Within each half (size N/2):
- The first N/4 buckets are EXACT for distances [0, N/4).
- The remaining N/4 buckets are LOGARITHMICALLY spaced from N/4 to max_distance.

So with N=32, max_distance=128: buckets 0–7 are exact, 8–15 are log- spaced for negative offsets; 16–23 are exact, 24–31 are log-spaced for positive offsets.

The algorithm (T5 / Hugging Face reference)

def t5_bucket(relative_position, num_buckets=32, max_distance=128):
    relative_buckets = 0
    nb_half = num_buckets // 2
    relative_buckets += (relative_position > 0).astype(jnp.int32) * nb_half
    relative_position = jnp.abs(relative_position)
    max_exact = nb_half // 2
    is_small = relative_position < max_exact
    relative_position_if_large = max_exact + (
        jnp.log(relative_position.astype(jnp.float32) / max_exact)
        / jnp.log(max_distance / max_exact)
        * (nb_half - max_exact)
    ).astype(jnp.int32)
    relative_position_if_large = jnp.minimum(
        relative_position_if_large, nb_half - 1
    )
    relative_buckets += jnp.where(
        is_small, relative_position, relative_position_if_large
    )
    return relative_buckets

Read it slowly.

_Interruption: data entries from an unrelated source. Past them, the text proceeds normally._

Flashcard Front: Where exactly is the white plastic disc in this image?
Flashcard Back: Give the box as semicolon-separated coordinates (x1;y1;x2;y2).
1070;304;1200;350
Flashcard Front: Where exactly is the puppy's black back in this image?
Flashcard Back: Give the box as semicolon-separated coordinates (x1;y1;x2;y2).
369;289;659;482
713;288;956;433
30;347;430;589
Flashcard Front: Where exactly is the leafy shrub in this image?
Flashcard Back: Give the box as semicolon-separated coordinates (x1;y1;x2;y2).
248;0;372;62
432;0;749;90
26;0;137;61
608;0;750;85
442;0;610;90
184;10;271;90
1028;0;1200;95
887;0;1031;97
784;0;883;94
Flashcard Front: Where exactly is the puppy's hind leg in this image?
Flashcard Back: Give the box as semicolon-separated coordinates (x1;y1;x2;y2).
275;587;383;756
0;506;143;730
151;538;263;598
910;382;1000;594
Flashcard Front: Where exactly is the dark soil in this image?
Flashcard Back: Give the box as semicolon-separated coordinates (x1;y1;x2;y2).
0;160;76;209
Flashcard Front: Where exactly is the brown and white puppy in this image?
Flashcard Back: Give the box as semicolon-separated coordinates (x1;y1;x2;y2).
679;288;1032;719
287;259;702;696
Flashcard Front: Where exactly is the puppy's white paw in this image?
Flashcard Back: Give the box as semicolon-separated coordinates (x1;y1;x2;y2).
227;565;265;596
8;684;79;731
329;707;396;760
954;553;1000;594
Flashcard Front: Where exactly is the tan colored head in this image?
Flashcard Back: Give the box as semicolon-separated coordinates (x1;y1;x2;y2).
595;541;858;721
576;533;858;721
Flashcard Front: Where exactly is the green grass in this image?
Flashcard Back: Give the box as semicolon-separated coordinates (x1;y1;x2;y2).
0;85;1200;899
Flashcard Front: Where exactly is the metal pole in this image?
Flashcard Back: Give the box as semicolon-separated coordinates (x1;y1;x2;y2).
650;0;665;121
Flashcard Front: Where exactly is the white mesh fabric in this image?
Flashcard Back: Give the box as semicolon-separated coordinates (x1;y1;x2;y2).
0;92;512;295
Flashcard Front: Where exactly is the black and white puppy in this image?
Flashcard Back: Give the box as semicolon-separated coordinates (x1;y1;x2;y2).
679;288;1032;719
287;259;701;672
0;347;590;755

The first add encodes the SIGN. Then we abs the distance and either keep it (if small) or log-bucket it. The log scaling maps [max_exact, max_distance] linearly onto [max_exact, nb_half-1].

The bucket function is independently applied to each (i, j) pair in the (T, T) matrix where relative_position[i, j] = j - i.

Worked example

T=4, num_buckets=8, max_distance=16. Then nb_half = 4, max_exact = 2.

Distances form the matrix j - i:

[ 0  1  2  3]
[-1  0  1  2]
[-2 -1  0  1]
[-3 -2 -1  0]

For each cell:

j > i (positive): add 4 (the half-boost).
|d| = 0 or 1 → small, bucket = abs(d).
|d| ≥ 2 → log-bucketed. With max_exact=2 and nb_half-max_exact=2, the log map sends 2 → 2, 3 → 2 (rounded down).

Result: [[0, 5, 6, 6], [1, 0, 5, 6], [2, 1, 0, 5], [2, 2, 1, 0]].

Common pitfalls

jnp.log(0) at relative_position=0 is -inf. JAX’s where evaluates both branches eagerly, so the relative_position_if_large computation will produce inf/NaN — but is_small is True there so where picks the safe branch. It works in practice; just don’t be alarmed by warnings.
int vs int32: keep distances as int32 when bucketing; cast to float32 only at the end.
max_exact = num_buckets // 4, not num_buckets // 2. It’s a quarter of the total, half of one direction.
Off-by-one on the clamp: clamp to nb_half - 1, not nb_half, so the bucket index stays in [0, nb_half).

Problem

Implement t5_relative_pos(seed, T, num_buckets, max_distance):

Build the (T, T) integer matrix relative_position[i, j] = j - i.
Apply the T5 bucketing function above to each entry.
Cast to float32 and return flattened.

seed is unused; kept for signature consistency.

Inputs:

seed: int (unused).
T: int — sequence length.
num_buckets: int N, even (typically 32).
max_distance: int — typically 128.

Output: 1-D float array of length T · T.